夏休みだ!アタックスーツだ!さぁ、ダンジョンに行こう!
梓さんが迎えに来た車にて向かう先なのだが、実は魔素研究所ではない。
実はダンジョン区となる。
魔素除去用の充填機により、ダンジョン区へ簡易ラボの作成が可能になったのだ。
そのダンジョン区ラボからダンジョンへ、淳少年がダンジョンアタックを行うコトに。
コレは強制ではない。
いや、研究所からの提案ですら無かったりする。
実は研究所にてプロテクトスーツやアタックスーツの稼働実験を行って行く際、スーツの操作にハマった淳少年からの提案だったりする。
当初、高校一年生にダンジョンアタックを行わせるにおいて、賛否両論が。
室長は賛成派かと思えば、反対派だったりする。
むろん、梓さんもだ。
だが研究員の中には、研究所での擬似環境によるデータ収集に限界を感じている者も多く、本人が希望するなら行わせたら?っと言うスタンスの者が。
いや、大半が、ソチラだったりする。
とは言え、社会的に問題となる行いでもあり、室長としては首を縦にには。
だが、研究所の施設では十全に動けないのが現状だ。
いや、一般的に考えるなれば、十分に広い。
そんな施設なのだが、プロテクトスーツやアタックスーツを纏った淳少年にとっては、かなり狭いと言えるであろう。
現在普及している最新のアタックスーツやプロテクトスーツのスペックなれば、十全な広さなのだ。
いや、広過ぎるとも言えるであろう。
だが、淳少年が纏えるスーツの性能は、ソレらを遥かに凌駕する。
これもスーツを纏う淳少年の魔素適応量が、遥か高みにあるからでもある。
っと言うか、さらに適応量が増えているのが、現状なのだ。
以前に淳少年が持ち帰ったウナギなどだが、魔素抜きが成功しており、研究所内にて引き取りが始まっている。
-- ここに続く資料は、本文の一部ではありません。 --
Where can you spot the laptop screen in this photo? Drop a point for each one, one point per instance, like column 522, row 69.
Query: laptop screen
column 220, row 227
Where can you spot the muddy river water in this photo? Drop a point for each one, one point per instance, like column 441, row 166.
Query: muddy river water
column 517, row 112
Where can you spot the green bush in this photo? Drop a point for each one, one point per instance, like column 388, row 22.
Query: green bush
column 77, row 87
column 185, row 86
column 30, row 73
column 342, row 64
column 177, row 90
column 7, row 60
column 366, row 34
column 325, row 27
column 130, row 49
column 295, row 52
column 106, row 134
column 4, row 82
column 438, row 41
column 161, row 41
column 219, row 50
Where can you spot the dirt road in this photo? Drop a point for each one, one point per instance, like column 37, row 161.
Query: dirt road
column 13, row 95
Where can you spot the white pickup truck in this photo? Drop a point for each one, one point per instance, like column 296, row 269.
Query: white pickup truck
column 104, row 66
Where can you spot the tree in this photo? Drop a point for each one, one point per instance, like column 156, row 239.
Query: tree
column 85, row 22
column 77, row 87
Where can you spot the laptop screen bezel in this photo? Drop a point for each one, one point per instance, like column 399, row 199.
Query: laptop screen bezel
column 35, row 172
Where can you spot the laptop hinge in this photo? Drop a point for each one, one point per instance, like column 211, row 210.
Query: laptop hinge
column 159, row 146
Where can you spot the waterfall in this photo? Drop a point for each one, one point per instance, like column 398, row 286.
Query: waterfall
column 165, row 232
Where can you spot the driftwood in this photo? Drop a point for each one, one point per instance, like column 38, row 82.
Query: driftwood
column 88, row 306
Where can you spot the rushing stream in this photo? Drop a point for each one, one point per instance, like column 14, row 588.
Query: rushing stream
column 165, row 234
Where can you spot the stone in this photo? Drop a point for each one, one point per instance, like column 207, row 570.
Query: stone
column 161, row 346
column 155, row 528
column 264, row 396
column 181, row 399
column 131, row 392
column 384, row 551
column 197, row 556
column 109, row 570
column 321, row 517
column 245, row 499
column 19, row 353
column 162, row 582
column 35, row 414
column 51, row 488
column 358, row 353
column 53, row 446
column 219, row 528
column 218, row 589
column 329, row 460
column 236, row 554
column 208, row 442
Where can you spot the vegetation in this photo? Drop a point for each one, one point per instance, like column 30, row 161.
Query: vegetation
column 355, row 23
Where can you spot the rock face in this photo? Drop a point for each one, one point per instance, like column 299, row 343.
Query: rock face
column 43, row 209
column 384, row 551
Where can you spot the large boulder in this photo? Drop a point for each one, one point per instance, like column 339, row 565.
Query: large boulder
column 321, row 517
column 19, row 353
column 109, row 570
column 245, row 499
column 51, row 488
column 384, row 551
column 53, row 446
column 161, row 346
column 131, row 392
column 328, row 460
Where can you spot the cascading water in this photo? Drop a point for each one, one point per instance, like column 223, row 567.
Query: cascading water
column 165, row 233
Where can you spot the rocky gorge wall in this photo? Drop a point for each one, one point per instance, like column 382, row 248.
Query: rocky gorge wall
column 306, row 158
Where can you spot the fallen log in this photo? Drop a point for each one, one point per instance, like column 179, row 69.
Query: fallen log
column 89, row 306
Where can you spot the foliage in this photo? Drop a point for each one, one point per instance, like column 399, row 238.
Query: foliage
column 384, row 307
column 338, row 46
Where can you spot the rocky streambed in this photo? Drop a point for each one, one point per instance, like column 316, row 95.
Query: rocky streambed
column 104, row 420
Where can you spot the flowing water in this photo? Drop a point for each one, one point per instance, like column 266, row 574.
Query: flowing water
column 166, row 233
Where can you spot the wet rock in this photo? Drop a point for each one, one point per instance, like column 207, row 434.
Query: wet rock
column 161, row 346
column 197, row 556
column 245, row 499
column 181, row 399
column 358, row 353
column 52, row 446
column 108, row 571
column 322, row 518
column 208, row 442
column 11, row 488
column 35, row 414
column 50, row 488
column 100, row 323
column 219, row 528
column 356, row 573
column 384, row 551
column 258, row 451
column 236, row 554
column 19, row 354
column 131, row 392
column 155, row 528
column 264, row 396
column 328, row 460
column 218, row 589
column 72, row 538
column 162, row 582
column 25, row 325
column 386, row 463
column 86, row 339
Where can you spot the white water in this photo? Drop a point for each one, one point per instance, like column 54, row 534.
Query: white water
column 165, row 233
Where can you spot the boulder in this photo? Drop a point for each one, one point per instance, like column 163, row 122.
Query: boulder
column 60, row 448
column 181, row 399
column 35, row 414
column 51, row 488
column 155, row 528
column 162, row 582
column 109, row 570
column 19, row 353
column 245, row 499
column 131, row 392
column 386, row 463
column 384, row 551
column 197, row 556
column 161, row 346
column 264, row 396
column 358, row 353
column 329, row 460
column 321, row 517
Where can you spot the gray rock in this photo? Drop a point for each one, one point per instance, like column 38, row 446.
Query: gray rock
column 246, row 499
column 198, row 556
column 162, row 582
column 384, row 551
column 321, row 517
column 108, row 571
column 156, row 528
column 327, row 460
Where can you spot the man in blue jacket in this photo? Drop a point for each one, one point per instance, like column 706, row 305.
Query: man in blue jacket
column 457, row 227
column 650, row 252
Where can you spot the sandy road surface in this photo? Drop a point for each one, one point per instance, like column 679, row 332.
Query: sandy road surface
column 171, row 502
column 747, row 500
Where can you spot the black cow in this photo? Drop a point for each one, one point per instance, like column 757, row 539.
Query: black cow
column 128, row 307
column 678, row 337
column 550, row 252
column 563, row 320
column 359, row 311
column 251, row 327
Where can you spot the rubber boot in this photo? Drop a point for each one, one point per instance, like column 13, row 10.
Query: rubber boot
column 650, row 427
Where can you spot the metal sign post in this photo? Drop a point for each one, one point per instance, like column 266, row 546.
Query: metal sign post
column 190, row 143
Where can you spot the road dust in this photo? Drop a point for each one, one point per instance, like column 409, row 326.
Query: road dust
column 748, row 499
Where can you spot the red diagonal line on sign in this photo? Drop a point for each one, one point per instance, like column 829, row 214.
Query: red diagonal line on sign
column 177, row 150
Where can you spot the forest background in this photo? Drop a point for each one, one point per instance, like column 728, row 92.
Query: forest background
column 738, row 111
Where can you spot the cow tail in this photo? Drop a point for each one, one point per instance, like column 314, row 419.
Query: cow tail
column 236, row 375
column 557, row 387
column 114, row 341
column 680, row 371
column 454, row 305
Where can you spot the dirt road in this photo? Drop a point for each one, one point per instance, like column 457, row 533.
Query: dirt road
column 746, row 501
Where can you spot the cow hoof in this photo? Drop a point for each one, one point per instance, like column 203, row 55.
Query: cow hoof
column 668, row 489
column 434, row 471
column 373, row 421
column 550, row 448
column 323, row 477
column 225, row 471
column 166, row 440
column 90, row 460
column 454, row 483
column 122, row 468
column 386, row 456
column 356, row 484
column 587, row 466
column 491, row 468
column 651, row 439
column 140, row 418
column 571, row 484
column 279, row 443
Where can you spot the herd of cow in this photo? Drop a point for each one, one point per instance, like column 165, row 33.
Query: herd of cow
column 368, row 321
この魔素抜きなのだが、隣接地域内でなく、隣接地域外にて行うと、より効率的であるコトが判明。
そんな魔素抜きした水産物を、喫茶店裏の生簀へ戻したところ、魔素抜きする前を超える魔素量を保持してしまったのだ。
ハッキリ言って、激毒レベルである。
淳少年以外には、だが。
「うめぇ〜!?
なんだぁ、これ。
なんだぁ、コレぇ!!」
などと叫び、貪っていたくらいである。
いや、ある程度の美味さを超えると、人は、静々と食すみたいなのだが。
そのレベルを遥かに凌駕したみたいである。
余りにも美味そうに食べるため、皆も食べたいとは、思うのだが。
そう、身体が許容可能な量を超える魔素は毒。
そして、淳少年が食べているクラスなれば、即死レベルである。
食べれるハズがない。
そんな水産物を食べれば、魔素適応量が増えるのも当たり前であり、それに伴い、スーツの研究開発が進む。
で、施設内では、ロクにデータが取れないレベルのスーツが、出来上がった訳である。